In January, 3,000 more troops, originally ordered by Bush, went to Afghanistan in the first days of the Obama presidency. In February, responding to a request from the commander in the field, Obama ordered an additional 17,000 troops into the country. Put another way, over the past 18 months, troop levels in Afghanistan have almost tripled. Sending an additional 40,000 troops would mean an over 300 percent increase in U.S. troops since 2008. (The total surge in Iraq was just over 20,000 troops.) It is not dithering to try to figure out why previous increases have not worked and why we think additional ones would.
In fact, focusing on the number of additional troops needed "misses the point entirely," says Gen. Stanley McChrystal, the commander Obama put in place this summer. "The key takeaway" from his now-famous assessment "is the urgent need for a significant change to our strategy and the way we think and operate." The quotes are from the third paragraph of his 66-page memo. These changes in strategy have just begun.
To understand how U.S. troops had been fighting in Afghanistan, consider the Battle of Wanat. On July 13, 2008, a large number of Taliban fighters surrounded an American base in that village, in the southeastern corner of Afghanistan. After a few hours of fierce fighting, nine American soldiers lay dead, the largest number killed in a single engagement in years. Former Post reporter and defense expert Tom Ricks points out that Wanat is in a mountainous region with few people, many of them hostile to outsiders. So, he asks, "Why are we putting our fist in a hornet's nest?"
McChrystal has since pulled U.S. forces out of Wanat. The Post's Greg Jaffe, reporting on the town a year later, concluded recently that "ceding territory to the Taliban is more effective than maintaining small, vulnerable bases in forbidding terrain. In the past several weeks, U.S. commanders, based about six miles outside the village, have detected growing friction between Wanat residents and the Taliban commanders responsible for last year's attack." So why not let the Taliban try to set up bases in these remote areas with prickly locals? NATO forces can then periodically disrupt the Taliban rather than the other way around. In these places, counter-terrorism -- now often associated with Vice President Biden -- could work well with the grain of Afghan society.
Advocates of a troop increase act as if counterinsurgency is applied physics. McChrystal's team, having done the mathematical calculations, has apparently arrived at the exact answer. There is no room for variation or middle courses, the argument goes. But the theory that "it's 40,000 troops or no counterinsurgency" is absurd. The best evidence is that senior military officers assured me at various points over the past year that with the latest increase in troops they finally had enough forces to do counterinsurgency.

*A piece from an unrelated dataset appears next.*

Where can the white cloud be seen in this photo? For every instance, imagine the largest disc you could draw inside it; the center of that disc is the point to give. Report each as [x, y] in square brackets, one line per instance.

The crucial judgments that have to be made involve what the troops will do and how much of Afghanistan to cover. One option is the idea Ricks recently suggested to me: "Why not do the Petraeus plan [counterinsurgency] for the major population centers and the Biden plan [counterterrorism] for the rest of the country?" Following that middle course might be the most practical solution; more forces could still be needed, as McChrystal suggests, or perhaps we can make do with the almost 100,000 coalition forces already there. Obama should carefully consider all the options before racing to demonstrate how tough he is.